Tuesday, March 10, 2009

The Most Wonderful Time of the Year

Spring is in the air.    And I love it.   I know we'll get a couple more cold days, but I know that it's almost here.   I love being able to be outside and enjoy the sun shining down on me.   I find new ways to enjoy the outdoors, whether it's going to different parks, or sitting outside when I eat, or just working in the yard.    I was so excited the other day when I saw the first blossoms on the Bradford Pear trees lining the road that we travel daily.    It's always a sign that the seasons are changing.

All winter long, I wait patiently for the Spring.   It's like how I used to wait for Christmas once it was Fall.   (Or really, how I still do.)     I try to convince myself that other seasons are my favorite, but there is something different about the Spring.    I even found myself singing "It's the Most Wonderful Time of the Year" the other day.   But skipping over the Christmas lyrics, and just keeping to that phrase.   I could say that it's the warm weather, or the budding flowers, or the birds singing more freely.   But what I truly believe it is, is the new life that it brings.    Or should I say, that He brings.

I walked by our dogwood tree the other day, and for many seasons, I have thought that it was about to die.   I love dogwoods, and we only have this little one in our yard.    And, it seriously is pretty skimpy, and I always think, this is it's last leg.   But somehow, it comes back to life every spring.   Even though it seems to have almost no life left in it, there are the tiniest of buds beginning to show forth.   It reminds me that I , too, have an entirely new life.   

Therefore, through baptism we were buried with him into his death so that, just as the Messiah was raised from the dead by the Father's glory, we too may live an entirely new life. (Rom. 6:4)

That because I was buried with him, when he chose to die for me, that I, too, have been given the same new life that Christ received.   He was raised by the Father's glory, and that is no small thing.   I am so thankful that the Lord not only teaches us with stories and parables that we can understand from daily life, but that He displays His glory throughout everything that we see.

I am anticipating Easter, with the hope of this new life.   And my prayer is that no matter how long I am a believer, that this new life that He offers me, would never become old to me.   That I would see His mercies new for me every morning, and know that I need His new life just as much this season, as I did the last.

Thursday, March 05, 2009

Two Peas in a Pod

These two are inseparable. Maddie is our sweet little friend who spends her days with us, and Asher is my little boy. At 20 months and 2 1/2 they act like a little old married couple. Hugging and kissing, and then bickering over the silliest of things. As soon as one wakes up from their nap, they ask where the other one is. They probably are too much like brother and sister to ever want to even go on a date, but just in case they ever get married...I have some before pictures.


She said "yes!"


let us pray...

their first dance

Such a sweet little couple. You'd never even guess they were just playing ring around the rosy.






Monday, March 02, 2009

Spring's Right Around the Corner...Right?

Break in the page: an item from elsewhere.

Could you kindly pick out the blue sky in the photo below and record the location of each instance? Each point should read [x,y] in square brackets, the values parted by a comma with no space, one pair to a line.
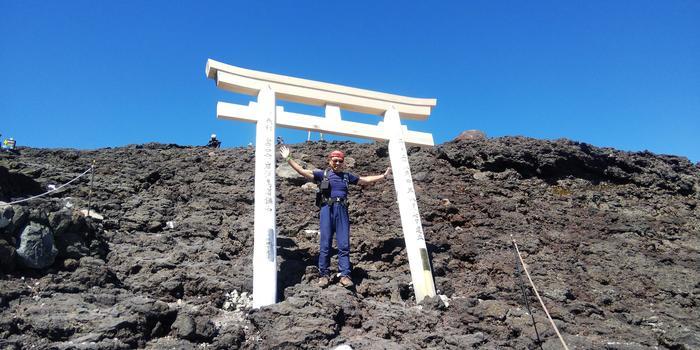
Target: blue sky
[92,74]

I almost packed up our winter coats last week, when it was warming up, but boy am I glad I didn't. We woke up to see this!

We finally got the snow we'd wanted all winter...in March. It seems normal for us. I remember most years getting one last hit of winter once March finally rolled around. And this was the most snow we had all winter. We are ready for spring, but the snow was fun. I'm mad about my daffodils being killed, though. River was especially glad to stay home from preschool, and play with all her new birthday things. It was a nice to look out, all day long, and see snow. Not just for the first hour of the morning. Usually our snow is gone by lunch, but this time, it hung around for a while.

should i eat it, or throw it?



whew, that's cold!

snow angels! real ones this time!


It was a fun to stay home, have a snow ball fight with our friends, make chowder and apple pie, and enjoy some hot cocoa. What do you like to do when it snows? I'm all about some new traditions! Lay em on me!